Like the Mark 1, you’ll get 4K up to 60fps and 180fps at HD, so for special slow motion shots, this will be a great choice. XAVC-I is a great codec for your 4K. With the price tag on the higher end of this comparison, you might look at the C300 Mark II and try to decide which body type and color profiles better suit your needs.
Blackmagic URSA Mini Pro 4.6K - $5995
Blackmagic have been chipping away at the pro video camera market for a while now, and with their latest camera I think they have finally delivered something really worth checking out.
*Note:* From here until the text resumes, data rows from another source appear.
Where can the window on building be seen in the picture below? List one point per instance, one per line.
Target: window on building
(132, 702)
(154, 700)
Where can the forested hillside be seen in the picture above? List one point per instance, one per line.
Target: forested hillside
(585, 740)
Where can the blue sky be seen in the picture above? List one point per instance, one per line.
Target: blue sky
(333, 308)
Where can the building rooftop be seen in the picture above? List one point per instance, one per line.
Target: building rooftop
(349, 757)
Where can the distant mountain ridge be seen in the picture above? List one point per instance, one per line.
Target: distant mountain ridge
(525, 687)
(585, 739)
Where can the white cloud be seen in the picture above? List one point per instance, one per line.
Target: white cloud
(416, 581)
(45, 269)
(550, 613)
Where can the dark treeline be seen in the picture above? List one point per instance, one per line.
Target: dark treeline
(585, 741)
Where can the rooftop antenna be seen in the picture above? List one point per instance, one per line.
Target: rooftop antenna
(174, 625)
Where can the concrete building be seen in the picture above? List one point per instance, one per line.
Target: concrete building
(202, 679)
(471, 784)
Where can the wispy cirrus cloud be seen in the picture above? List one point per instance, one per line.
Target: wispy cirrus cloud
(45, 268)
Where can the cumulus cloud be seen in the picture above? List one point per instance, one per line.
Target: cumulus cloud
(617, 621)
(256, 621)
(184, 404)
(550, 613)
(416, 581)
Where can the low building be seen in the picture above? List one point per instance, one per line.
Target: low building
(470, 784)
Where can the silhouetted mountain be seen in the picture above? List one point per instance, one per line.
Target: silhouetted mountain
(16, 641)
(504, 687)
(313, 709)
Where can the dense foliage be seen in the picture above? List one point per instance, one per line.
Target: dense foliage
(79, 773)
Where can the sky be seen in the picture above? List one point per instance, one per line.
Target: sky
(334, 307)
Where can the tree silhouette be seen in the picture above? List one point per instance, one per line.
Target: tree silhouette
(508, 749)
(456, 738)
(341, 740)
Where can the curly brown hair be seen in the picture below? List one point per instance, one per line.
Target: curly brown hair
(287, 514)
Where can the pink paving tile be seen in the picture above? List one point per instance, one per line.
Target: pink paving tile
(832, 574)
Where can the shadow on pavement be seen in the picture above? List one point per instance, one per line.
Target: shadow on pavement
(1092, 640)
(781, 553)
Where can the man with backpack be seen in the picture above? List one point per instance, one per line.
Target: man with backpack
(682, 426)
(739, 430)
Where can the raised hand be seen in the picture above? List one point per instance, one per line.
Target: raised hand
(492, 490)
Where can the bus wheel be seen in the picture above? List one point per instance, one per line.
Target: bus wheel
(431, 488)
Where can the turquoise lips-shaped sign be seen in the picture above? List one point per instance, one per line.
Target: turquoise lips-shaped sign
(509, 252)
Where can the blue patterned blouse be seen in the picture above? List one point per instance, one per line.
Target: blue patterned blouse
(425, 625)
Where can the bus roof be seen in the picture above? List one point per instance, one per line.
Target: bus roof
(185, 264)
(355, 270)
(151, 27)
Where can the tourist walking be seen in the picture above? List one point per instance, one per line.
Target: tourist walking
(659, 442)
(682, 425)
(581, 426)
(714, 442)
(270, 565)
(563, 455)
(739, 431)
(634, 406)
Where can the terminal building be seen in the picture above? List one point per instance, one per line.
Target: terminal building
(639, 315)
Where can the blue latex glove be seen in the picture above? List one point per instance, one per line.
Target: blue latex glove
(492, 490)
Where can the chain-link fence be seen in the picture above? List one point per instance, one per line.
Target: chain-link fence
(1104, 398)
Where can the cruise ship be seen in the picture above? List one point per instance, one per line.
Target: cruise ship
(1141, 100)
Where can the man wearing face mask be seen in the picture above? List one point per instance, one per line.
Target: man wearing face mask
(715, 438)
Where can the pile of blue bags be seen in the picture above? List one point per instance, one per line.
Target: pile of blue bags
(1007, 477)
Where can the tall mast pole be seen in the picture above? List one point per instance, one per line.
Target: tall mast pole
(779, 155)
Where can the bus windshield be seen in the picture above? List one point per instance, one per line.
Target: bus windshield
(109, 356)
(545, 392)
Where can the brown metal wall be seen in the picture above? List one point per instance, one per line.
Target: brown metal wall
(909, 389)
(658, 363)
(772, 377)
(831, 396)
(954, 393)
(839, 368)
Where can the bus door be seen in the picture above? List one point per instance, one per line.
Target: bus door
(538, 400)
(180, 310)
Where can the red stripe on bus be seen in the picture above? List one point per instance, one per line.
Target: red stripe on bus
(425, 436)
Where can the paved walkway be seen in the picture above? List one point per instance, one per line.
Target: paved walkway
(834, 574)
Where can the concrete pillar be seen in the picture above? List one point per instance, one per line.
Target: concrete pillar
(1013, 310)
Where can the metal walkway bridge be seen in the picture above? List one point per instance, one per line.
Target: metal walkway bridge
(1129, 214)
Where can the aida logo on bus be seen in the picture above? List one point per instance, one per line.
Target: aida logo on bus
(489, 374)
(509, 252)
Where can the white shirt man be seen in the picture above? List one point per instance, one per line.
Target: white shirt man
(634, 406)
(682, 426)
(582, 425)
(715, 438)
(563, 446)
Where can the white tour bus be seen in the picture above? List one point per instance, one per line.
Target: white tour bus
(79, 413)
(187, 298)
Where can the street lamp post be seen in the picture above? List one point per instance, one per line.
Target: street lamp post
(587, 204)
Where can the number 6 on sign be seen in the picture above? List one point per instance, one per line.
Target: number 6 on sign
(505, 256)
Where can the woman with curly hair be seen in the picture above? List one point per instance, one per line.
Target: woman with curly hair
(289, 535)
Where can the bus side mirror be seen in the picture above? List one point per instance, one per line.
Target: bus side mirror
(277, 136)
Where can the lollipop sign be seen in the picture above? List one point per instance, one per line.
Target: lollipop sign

With CinemaDNG and more flavors of ProRes than Baskin Robbins has flavors of ice cream, the URSA Mini Pro packs a punch. An assortment of physical dials and buttons puts controls at the user’s fingertips, instead of hidden beneath layers of a menu. You’ll have to buy a battery kit to use it in the field, so don't forget about that when figuring out cost. A shoulder mount kit will add more as well.
If you haven’t yet used a Blackmagic system, it’s worth checking out, maybe even renting for a test run before going all in.
Panasonic EVA1 5.7K - $7499?
This camera is still a bit of mystery, as it really only exists on paper at this point. It boasts decent specs that are comparable or even better than some of the other cameras noted here, except for maybe the URSA Mini Pro. Only time (and reviews from users) will tell if the dual native ISO feature will prove this camera to be a champ in low light or not. Dynamic range is still an unknown too.
Unless you’re a Panasonic fan, you might not bother waiting for the EVA1 to be released into the wild, but with other cameras that could potentially see an update soon, you might want to sit tight and rent for a bit longer before swiping your credit card on a camera purchase.
Even though it’s been around a bit longer than the other entries on the list, the C300 Mark II would still be my choice if I had to buy today, right now. It has a proven track record, I have Canon glass, and easily pairing it with a C100 as a B-camera is appealing to me. It's unfortunately the most expensive choice.
For documentary and interview shooters, I’d suggest the FS5/FS7 combo. They would make a great two-camera pair for interviews, with a robust A-camera in the FS7 and a smaller, mountable FS5 able to go on a Ronin or slider with relative ease. The FS7 works well for running and gunning with its shoulder mount too.
For filmmakers, I’d suggest the URSA Mini Pro. All of the options needed for a compressed or gradable raw image, lots of dynamic range, all in an affordable package.